Desde la irrupción de la marea verde Vox, su comparación con la aparición pública de Podemos ha sido recurrente. Yo mismo, en esta columna, he cedido (y en más de una ocasión) a la tentación. Es un juego sencillo porque, guste o no, las coincidencias están ahí.

Los dos partidos se originan como consecuencia del cansancio de los partidos de su misma ala ideológica, ocupando orgullosamente el extremo. Se alimentan de las mismas formas, liderados por un líder mesiánico y mediático bien pertrechado por animados (y, a ser posible, polémicos) adláteres. Sus formas son cuasi bélicas, y los aparatos de partido lucen engrasados y jerarquizados. Lugares donde la mínima disidencia no está nada bien contemplada.

Ambos partidos surgen de una reacción ante una inacción o una falta de respuesta de los partidos más «cercanos» (la crisis o la unidad territorial amenazada por Cataluña). Ambos nacieron rechazando la condición de partido e impugnando etiquetas para situarse como un movimiento popular. Lo que por cierto también les iguala en su base: la pertenencia y el sentimiento de comunidad. «El pueblo». O más bien la voluntad (de guiar) al pueblo.

Diría que son populistas, pero me temo que ahora ese distintivo tampoco marca tanta diferencia. Seguro que la comparativa no gusta ni a unos ni a otros, asustados e indignados de verse metidos en un mismo saco. Sobre todo, a sus votantes. Normal. A primera vista, poco tienen que ver. Pero es indiscutible que les une mucho más de lo que aparentemente los separa.

Ahora que estamos en territorio de pactos, ambos juegan un aparentemente ingrato papel bisagra. Con poco que perder, dado que su presencia institucional no es mayoritaria, pero mucho que ganar, se liberan de ataduras en busca de su cuota. Y ahí viene otra similitud: se definen más por lo que no dicen que por lo que sí.
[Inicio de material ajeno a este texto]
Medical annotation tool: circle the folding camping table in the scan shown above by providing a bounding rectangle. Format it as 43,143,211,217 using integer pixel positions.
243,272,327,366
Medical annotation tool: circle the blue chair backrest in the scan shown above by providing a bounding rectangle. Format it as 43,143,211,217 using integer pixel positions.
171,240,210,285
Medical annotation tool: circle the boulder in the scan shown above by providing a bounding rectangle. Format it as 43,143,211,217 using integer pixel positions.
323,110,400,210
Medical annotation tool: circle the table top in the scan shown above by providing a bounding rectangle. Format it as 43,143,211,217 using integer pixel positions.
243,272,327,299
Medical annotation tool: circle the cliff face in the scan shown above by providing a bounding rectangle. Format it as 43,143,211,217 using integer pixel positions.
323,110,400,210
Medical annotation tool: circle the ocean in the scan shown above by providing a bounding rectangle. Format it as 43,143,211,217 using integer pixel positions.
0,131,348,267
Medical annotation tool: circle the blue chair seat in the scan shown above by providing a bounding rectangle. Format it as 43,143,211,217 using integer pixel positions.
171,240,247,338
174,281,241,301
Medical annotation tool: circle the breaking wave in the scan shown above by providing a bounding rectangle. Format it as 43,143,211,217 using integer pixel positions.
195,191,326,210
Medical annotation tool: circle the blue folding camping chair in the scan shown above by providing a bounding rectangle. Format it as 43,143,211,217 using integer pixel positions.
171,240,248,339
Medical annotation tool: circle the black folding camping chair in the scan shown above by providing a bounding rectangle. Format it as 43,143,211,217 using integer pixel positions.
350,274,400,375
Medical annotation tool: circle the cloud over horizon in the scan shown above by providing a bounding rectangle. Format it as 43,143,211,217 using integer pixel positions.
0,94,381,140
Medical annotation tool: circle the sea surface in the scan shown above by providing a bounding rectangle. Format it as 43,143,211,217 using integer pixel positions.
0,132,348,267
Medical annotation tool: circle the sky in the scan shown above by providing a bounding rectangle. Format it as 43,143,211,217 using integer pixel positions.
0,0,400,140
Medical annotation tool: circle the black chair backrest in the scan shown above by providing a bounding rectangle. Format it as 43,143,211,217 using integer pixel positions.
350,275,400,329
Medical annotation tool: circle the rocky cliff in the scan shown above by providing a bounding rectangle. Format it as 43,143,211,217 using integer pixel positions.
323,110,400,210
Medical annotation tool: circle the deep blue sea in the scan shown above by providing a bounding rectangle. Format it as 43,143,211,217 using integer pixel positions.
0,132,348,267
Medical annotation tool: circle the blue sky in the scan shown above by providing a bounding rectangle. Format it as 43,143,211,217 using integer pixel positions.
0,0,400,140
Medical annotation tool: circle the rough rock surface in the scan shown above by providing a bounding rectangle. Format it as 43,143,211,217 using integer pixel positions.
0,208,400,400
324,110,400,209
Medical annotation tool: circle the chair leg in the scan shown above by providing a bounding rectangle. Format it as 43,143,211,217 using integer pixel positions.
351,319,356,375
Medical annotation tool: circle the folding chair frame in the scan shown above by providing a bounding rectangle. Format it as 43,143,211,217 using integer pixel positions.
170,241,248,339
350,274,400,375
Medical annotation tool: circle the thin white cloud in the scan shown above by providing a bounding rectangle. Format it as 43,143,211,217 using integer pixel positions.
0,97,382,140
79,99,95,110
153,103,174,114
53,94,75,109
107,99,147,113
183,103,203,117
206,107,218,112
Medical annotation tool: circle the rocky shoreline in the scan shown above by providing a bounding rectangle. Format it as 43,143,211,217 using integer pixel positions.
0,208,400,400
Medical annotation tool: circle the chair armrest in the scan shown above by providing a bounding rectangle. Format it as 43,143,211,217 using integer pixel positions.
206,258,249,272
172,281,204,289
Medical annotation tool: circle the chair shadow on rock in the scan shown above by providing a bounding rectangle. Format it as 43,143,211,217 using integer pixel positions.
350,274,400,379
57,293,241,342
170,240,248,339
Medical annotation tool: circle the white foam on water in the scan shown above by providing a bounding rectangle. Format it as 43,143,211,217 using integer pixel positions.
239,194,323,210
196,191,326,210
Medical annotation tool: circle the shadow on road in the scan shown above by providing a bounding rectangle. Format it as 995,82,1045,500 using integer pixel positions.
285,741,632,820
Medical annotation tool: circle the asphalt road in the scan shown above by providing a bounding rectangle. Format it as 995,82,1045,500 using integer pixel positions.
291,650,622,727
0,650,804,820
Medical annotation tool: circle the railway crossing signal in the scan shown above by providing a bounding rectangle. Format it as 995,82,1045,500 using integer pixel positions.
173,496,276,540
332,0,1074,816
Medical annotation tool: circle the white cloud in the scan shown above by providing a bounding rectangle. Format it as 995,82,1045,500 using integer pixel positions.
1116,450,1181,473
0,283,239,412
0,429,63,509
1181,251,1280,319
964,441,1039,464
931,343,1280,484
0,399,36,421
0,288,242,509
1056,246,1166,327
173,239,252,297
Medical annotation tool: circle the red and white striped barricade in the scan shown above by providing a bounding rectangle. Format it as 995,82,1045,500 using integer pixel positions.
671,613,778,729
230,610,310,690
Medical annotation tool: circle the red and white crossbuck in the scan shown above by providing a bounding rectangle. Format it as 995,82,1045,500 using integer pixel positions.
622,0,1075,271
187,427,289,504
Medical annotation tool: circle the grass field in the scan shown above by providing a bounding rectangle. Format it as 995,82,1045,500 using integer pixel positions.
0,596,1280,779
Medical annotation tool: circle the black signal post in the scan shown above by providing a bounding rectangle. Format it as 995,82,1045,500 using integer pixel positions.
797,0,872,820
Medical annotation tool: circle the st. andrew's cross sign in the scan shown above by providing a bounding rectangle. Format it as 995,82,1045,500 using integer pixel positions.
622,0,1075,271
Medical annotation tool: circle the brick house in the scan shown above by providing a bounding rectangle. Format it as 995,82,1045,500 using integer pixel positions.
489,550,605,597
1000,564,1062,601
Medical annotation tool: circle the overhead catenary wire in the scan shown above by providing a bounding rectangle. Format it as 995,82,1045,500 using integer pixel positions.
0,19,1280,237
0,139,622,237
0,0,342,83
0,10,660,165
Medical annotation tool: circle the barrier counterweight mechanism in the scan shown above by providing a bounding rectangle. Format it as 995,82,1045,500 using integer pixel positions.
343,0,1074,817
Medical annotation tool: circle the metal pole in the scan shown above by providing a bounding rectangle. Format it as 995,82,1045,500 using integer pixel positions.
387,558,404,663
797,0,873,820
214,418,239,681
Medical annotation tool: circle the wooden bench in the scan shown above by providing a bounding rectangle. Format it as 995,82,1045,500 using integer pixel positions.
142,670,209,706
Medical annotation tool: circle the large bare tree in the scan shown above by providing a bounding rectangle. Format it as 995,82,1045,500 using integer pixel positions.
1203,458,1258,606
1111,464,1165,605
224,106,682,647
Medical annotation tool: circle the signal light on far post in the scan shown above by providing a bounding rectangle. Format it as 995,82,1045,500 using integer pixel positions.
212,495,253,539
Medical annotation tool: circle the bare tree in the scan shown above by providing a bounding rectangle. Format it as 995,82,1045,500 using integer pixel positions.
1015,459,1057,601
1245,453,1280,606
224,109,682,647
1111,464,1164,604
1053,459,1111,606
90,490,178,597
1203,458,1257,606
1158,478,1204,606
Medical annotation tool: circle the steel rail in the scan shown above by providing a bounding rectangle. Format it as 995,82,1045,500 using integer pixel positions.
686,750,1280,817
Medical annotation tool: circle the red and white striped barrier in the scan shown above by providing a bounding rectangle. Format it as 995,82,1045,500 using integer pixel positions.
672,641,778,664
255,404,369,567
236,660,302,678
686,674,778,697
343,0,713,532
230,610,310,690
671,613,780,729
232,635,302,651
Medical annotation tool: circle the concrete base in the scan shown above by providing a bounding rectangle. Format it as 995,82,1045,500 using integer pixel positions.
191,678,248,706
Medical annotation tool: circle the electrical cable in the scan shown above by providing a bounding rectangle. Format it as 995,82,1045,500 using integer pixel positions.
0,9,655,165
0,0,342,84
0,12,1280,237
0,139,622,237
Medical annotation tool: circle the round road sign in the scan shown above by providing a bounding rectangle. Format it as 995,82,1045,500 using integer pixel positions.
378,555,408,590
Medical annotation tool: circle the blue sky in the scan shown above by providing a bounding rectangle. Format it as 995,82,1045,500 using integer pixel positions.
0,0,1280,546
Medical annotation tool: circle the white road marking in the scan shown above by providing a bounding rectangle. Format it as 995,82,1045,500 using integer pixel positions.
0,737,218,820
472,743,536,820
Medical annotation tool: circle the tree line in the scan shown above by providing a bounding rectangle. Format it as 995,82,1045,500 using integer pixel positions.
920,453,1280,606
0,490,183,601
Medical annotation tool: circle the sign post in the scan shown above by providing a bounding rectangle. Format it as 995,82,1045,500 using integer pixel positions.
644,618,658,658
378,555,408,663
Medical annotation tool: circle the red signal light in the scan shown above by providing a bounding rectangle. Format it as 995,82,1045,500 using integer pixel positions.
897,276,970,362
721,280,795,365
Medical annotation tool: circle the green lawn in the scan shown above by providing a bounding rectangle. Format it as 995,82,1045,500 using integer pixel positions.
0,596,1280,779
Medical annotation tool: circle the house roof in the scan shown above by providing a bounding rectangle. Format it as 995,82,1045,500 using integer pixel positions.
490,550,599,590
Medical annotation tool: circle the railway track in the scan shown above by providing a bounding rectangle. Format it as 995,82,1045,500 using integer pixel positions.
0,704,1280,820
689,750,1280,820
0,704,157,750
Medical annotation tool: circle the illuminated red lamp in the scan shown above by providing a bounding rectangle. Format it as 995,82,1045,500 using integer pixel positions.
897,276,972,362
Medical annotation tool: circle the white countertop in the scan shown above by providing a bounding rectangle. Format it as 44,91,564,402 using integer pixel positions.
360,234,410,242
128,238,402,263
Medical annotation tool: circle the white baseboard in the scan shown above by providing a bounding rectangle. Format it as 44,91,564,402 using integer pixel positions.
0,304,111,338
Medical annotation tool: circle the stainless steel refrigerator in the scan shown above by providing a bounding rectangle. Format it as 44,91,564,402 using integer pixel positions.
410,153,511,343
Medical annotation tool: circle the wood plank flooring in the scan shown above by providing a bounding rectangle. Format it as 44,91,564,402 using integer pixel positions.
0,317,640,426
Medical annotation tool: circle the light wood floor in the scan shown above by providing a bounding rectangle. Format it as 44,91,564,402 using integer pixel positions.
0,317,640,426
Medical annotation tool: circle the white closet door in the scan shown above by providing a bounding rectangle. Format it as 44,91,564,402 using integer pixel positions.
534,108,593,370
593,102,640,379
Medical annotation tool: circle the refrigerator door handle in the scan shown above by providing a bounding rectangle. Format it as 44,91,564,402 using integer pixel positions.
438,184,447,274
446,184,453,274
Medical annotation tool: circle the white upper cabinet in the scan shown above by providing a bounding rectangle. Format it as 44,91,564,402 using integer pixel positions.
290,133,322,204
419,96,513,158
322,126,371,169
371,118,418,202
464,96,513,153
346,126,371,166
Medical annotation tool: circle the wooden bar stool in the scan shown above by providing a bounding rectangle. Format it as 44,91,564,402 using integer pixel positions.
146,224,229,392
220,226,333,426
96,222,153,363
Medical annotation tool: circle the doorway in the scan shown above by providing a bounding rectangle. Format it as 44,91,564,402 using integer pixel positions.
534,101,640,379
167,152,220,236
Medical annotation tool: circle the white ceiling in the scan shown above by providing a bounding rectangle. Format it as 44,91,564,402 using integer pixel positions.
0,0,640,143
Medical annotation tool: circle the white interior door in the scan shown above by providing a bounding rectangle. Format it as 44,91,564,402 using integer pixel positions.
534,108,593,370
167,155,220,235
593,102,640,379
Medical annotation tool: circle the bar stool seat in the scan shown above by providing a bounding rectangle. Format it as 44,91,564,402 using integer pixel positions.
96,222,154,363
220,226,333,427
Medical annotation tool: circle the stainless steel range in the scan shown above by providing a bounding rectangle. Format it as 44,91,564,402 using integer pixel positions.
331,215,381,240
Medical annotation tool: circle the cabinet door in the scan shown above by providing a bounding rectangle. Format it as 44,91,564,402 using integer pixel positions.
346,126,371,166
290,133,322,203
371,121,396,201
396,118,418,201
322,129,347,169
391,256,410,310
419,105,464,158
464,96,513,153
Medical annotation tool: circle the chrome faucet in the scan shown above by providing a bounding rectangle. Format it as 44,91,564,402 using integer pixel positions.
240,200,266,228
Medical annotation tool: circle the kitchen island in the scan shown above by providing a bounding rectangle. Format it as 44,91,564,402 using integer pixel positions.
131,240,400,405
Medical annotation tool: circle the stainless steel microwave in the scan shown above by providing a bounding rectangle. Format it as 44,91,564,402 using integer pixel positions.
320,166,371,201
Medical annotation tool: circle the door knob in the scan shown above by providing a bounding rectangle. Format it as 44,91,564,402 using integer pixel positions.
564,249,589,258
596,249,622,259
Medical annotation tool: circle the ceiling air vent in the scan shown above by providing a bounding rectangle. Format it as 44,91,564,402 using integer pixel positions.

Habría que pensar qué supone no ya dejar cuotas de poder en sus manos, sino la capacidad de gestionar dinero público. Podemos, con más tiempo y más hechuras mitineras, intenta modular su lenguaje para no asustar a sus potenciales votantes. Ellos siguen señalando a los demás rivales políticos como enemigos del pueblo, con la esperanza de que éste, sea lo que sea, algún día se dé cuenta de esos intensos y desinteresados cuidados y les vote en masa.

Por eso, la candidata a la Comunidad de Madrid, Isa Serra, no tuvo empacho en criticar las donaciones de Amancio Ortega hace poco más de un mes, jaleada por la plana mayor de su partido. Por eso, Garzón sigue atacando todos los días el famoso «rescate» a la banca como una forma de expolio en favor de unos pocos. Y de paso pidiendo la existencia de una banca pública, como si la existencia de las cajas de ahorro, politizadas en su gestión y organismos de dirección hasta el centro mismo de cada decisión, hubiera sido solamente un mal sueño.

Detrás de este tipo de declaraciones continuas no se ocultan exactamente lo que dicen. No es ya que mientan con conocimiento de causa (si fuera por ignorancia, todavía tendría un pase. Pequeño) sino que el fondo de su interés no asoma.

Verán, no digo yo que a determinados mandos de Podemos no les soliviante que el señor Ortega reduzca su factura fiscal. Que lo haya hecho conforme a ley tampoco les importa demasiado. Tampoco digo que el ínclito economista Garzón no considere que la redistribución de la riqueza sea un objetivo digno de defender por un estado. Que no haya habido casos exitosos de banca pública o el hecho de que la que existió aquí fuera un nido de corrupción le parecerá un accidente, una minucia histórica.

Lo que en realidad no dicen es que el aumento del peso del sector público, de los impuestos o de los recursos públicos les interesa. El hecho de que haya menos capital y puestos para gestionar reduce la idea de la política como poder y la posibilidad de crear redes clientelares. La base de una continuidad casi aristocrática.

No es que dones, es que me quitas la posibilidad de gestionar a mí. Esa es la verdadera intención, que solo debiera estar oculta para aquellos que voluntariamente quieran seguir cegados.

Maquiavelo, en su ‘Príncipe’, en realidad fue malentendido. Criticaba la política del amiguismo y del patronazgo. La práctica de repartir favores: el uso de lo público como medio de obtener lealtades y favores. Nos avisaba que los príncipes iban a durar mucho tiempo. Incluso sin corona.